Gary Was
Gary Was, the Walter J. Weber, Jr. Professor of Sustainable Energy, Environmental and Earth Systems Engineering, believes there’s a faster, less expensive route to developing better reactor materials.
Gary Was, the Walter J. Weber, Jr. Professor of Sustainable Energy, Environmental and Earth Systems Engineering, believes there’s a faster, less expensive route to developing better reactor materials.
We’ve all seen the everyday corrosive effects of things like wind, water and oxygen. They bring erosion, rust, rot. Eventually the exposed materials deteriorate and fall apart.
But what kind of material can stand up to the conditions inside a nuclear reactor? The extreme heat and pressure. Corrosive coolants. High radiation levels.
Finding out can be a slow and expensive endeavor, since a decade of damage takes a decade to replicate in a test reactor. By the time you find an answer to one question, the original problem is 10 years worse.
Gary Was, the Walter J. Weber, Jr. Professor of Sustainable Energy, Environmental and Earth Systems Engineering, believes there’s a faster, less expensive route to developing better reactor materials. He’s spent most of his career building Michigan’s nuclear materials lab into a place where he can prove it. His work helps maintain and improve the nuclear reactors that provide abundant, clean energy around the world.
Radiation speeds up corrosion, and – when combined with other stresses – causes tiny cracks in certain alloys used inside reactors. That damage can cause other, more expensive, equipment to fail, so the reactor has to be shut down while the alloys are repaired or replaced. That costs power companies a lot of money in lost production.

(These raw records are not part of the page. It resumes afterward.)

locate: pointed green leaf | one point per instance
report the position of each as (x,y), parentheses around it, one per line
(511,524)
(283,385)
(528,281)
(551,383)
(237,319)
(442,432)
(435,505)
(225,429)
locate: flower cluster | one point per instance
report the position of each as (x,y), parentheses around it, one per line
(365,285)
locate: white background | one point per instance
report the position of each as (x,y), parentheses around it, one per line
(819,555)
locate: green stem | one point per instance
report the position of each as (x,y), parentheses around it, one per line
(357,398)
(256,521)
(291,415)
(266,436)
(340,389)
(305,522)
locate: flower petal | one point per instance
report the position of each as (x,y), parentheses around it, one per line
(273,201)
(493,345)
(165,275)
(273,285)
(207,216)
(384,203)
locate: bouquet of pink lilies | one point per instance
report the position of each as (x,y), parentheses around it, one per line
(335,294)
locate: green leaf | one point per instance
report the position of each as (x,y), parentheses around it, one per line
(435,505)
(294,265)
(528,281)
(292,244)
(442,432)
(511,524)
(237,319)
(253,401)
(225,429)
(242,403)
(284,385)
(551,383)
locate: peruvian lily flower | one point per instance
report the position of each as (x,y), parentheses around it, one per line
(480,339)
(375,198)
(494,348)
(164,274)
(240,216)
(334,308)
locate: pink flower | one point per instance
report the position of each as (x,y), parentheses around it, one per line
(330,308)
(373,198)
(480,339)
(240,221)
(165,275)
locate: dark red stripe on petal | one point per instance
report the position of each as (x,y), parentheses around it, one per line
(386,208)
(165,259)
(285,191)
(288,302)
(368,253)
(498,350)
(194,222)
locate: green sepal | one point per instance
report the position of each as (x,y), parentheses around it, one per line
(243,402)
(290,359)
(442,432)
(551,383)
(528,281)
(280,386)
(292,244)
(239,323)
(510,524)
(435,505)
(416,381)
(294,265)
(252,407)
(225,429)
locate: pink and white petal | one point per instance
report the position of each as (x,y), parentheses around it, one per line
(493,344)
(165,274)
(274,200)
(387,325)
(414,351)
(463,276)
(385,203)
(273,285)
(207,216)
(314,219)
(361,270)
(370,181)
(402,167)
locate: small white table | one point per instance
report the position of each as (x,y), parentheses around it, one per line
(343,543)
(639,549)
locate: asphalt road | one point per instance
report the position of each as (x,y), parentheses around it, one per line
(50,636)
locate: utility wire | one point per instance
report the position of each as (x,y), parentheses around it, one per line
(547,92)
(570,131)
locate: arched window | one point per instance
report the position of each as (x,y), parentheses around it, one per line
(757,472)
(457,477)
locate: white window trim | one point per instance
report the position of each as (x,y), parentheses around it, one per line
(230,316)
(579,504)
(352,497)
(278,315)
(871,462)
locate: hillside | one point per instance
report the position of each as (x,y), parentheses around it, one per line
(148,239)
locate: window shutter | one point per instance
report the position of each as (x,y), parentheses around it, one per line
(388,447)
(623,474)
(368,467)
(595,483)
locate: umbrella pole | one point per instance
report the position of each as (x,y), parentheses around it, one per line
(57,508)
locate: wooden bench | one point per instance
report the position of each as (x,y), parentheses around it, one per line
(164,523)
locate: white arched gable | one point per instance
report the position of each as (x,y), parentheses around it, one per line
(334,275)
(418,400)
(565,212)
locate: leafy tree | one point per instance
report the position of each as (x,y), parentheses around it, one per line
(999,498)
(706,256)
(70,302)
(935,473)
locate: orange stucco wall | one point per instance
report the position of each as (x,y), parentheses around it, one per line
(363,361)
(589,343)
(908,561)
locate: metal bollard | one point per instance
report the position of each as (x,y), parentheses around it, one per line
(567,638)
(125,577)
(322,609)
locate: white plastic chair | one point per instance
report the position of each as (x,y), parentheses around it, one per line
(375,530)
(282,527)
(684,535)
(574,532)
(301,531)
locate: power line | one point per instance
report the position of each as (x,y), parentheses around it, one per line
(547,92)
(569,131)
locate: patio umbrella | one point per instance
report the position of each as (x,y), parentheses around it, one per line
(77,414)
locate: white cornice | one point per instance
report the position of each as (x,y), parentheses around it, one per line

The Michigan Ion Beam Laboratory lets researchers shoot beams of electrically charged atoms, or ions, at a material in a way that simulates the radiation effects of a nuclear reactor. Using ion beams, Was and his team have shown they can replicate a decade’s worth of nuclear wear and tear in just a few days.
“Building capabilities has been an important part of shaping the research I do,” said Was, a professor in the departments of Nuclear Engineering and Radiation Sciences and Materials Science and Engineering. “For one thing it opens up the span of problems you can attack. And when students walk out of here they can walk into any other lab and say, ‘I’ve seen that stuff’ or ‘We have better.’ They’re not bowled over. They’re not intimidated.”
The Ion Beam Lab opened in 1986, six years after Was joined the faculty. When the latest expansion is finished in the summer of 2015 it’ll be the best facility of its kind in the world, with three particle accelerators configured to conduct experiments with more versatility and at greater extremes. He believes it’s the kind of lab Michigan must have – equipment on par with what you’d find in one of the national labs, combined with easier access and 24/7 operation.
A Detroit native, Was did his undergraduate studies at Michigan, landing in the College of Engineering somewhat by accident after missing a deadline for Naval ROTC. He chose nuclear engineering because it sounded different and futuristic, and four decades of work has done nothing to quench his curiosity. Because his work spans the effects of both radiation and other environmental stressors, Was tends to explore questions others don’t consider.
For years, he says, when he presented his ideas at conferences some older scientist would stand up and say, “That’s really nice, but there’s no way you’re ever going to convince me that you can understand what’s going on in a reactor by hitting it with ions. You’ve got to use reactor radiation.”
“Today it’s amazing because you go to these meetings and there are all these people talking about using ions,” Was said.
He jokes that maybe the objectors are finally retiring, but the nuclear power industry also appears to be on board. In 2014 Michigan landed a $2.4M international research project, sponsored by the Department of Energy and Electrical Power Research Institute. The Advanced Radiation Resistant Materials project will use Was’s ion beam techniques to test different alloys for reactor-worthiness, with most of the phase 1 work being done at Michigan.
“I feel we’re at the top of the heap as far as pushing that envelope,” he said. “If this works, we’ll accelerate the development of materials in the field by orders of magnitude. That’s a huge, huge game-changer in my mind.”